All New Leash on Life dogs must be adopted to families willing to have their pets be allowed inside-especially at night. No dog is allowed to be put on a “tie out” or chain outside and should be walked on a leash when not in a fenced yard.
Fortune is a beautiful, grey-and-white shorthaired tabby born in June 2016 and weighs a little more than 10 pounds. She came to New Leash on Life with her brother, Lucky, and is now looking for her fur-ever family. Fortune likes to lay down on someone to observe everything that is going on around her. She has such a great personality and is taking no time at all adjust to her new surroundings. Fortune came from a home with multiple cats; some of them did pick on her, so she may be a bit shy meeting new feline friends. She is litter box trained, spayed, micro-chipped and has started her kitten vaccines. Anyone can come meet her and adopt her for $85.
All cats must be indoor only and shall not be declawed.
For anyone not ready to commit to adoption, ask about New Leash on Life’s seven-day sleepover program for dogs and cats. For anyone who already has their limit of four-legged family members should consider becoming a ‘Guardian’ to help homeless pets each month. Visit newleashonline.org and click on programs, then Guardian Guild for more information.
Bella, Fortune and many other wonderful dogs and cats are available for adoption at New Leash on Life’s Adoption Center at 507 W. Baddour Pkwy. in Lebanon. The center is open for adoptions Tuesday through Friday from noon until 5 p.m. and Saturdays from 11 a.m. until 6 p.m. It is closed on Sundays and Mondays. Also visit the Luv-A-Pet Center at the Mt. Juliet PetSmart during regular store hours to meet more of New Leash’s wonderful kitties available for adoption. Dogs are also available for adoption each Sunday from 1-4 p.m. at the PetSmart in Mt. Juliet at Providence Marketplace. For more information, call 615-444-1144, look for New Leash on Life on Facebook and visit newleashonline.org.
At Country K-9 Rescue, here’s what’s known about Elliott. Elliott was found wandering in a neighborhood, picked up by local animal control but was never claimed by an owner. The animal control officers described him as c`alm, quiet and gentle. Volunteers took Elliott into the rescue to find another home for him. He arrived with old wounds on his neck – maybe a bite, maybe from being on a chain – but all is healed well. He is heartworm negative, neutered and current on shots. He is about 4 years old, weighs about 60 pounds and is maybe a lab or setter mix. Elliott is basically a dork. He does not jump on visitors but will approach gently for a petting or treat. He is quiet but will bark at thunder. He is learning to keep his kennel area clean and has decided that hot dog treats are the best. Elliott walks nicely on a leash and rides well in a car crate. Anyone who would like to meet Elliott, maybe take him for a walk or share a hot dog treat with him, may contact the kennel at 615-444-8011.

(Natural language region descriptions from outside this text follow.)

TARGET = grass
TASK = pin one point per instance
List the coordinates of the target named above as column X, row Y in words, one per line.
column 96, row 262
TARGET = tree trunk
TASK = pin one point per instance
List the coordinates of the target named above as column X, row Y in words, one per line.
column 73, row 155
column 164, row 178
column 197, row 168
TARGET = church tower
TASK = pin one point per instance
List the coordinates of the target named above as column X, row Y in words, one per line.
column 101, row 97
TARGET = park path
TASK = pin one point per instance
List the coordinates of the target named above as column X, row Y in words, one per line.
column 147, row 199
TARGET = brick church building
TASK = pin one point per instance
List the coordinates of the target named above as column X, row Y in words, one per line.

Also at Country K-9 Rescue, there’s enough crazy in the world. So here’s a non-prescriptive, completely legal way of adding some calm to this corner of the world. There are a few beautiful, mannerly kitties looking for new homes at Country K-9 Rescue. The kitties have been in foster homes and have come a long way from shy to trusting people around them. For the patient adopter, they will be rewarded with the content purrs of truly rescued kitty – maybe not in a few days, but probably a few weeks. They may find themselves purring along with them. Pictured is the Blue Crew – now about 5 months old –sweet, happy kitties. For information, call or text Annelise at 615-594-0099.
One of the goals at Country K-9 Rescue is to reduce unwanted litters by promoting spay and neuter of area cats and dogs. Anyone who needs spay and neuter assistance or information on area programs is welcome to contact Country K-9 Rescue at [email protected], or call 877-449-5395 and one of the volunteers will go over available help.
It’s kitten season again – a time when many feral or free-roaming cats produce more feral and free-roaming kittens. The litters rarely do well on their own, and if they survive, they just continue to add to the stray pet problem. Anyone who knows of free-roaming cats in need of spay or neuter, call 877-449-5395. Country K-9 Rescue volunteers can loan traps and arrange spay or neuter. The problem won’t go away and will only get worse unless there’s help from the people who know of the situations. Help the shelter end the cycle of homeless pets.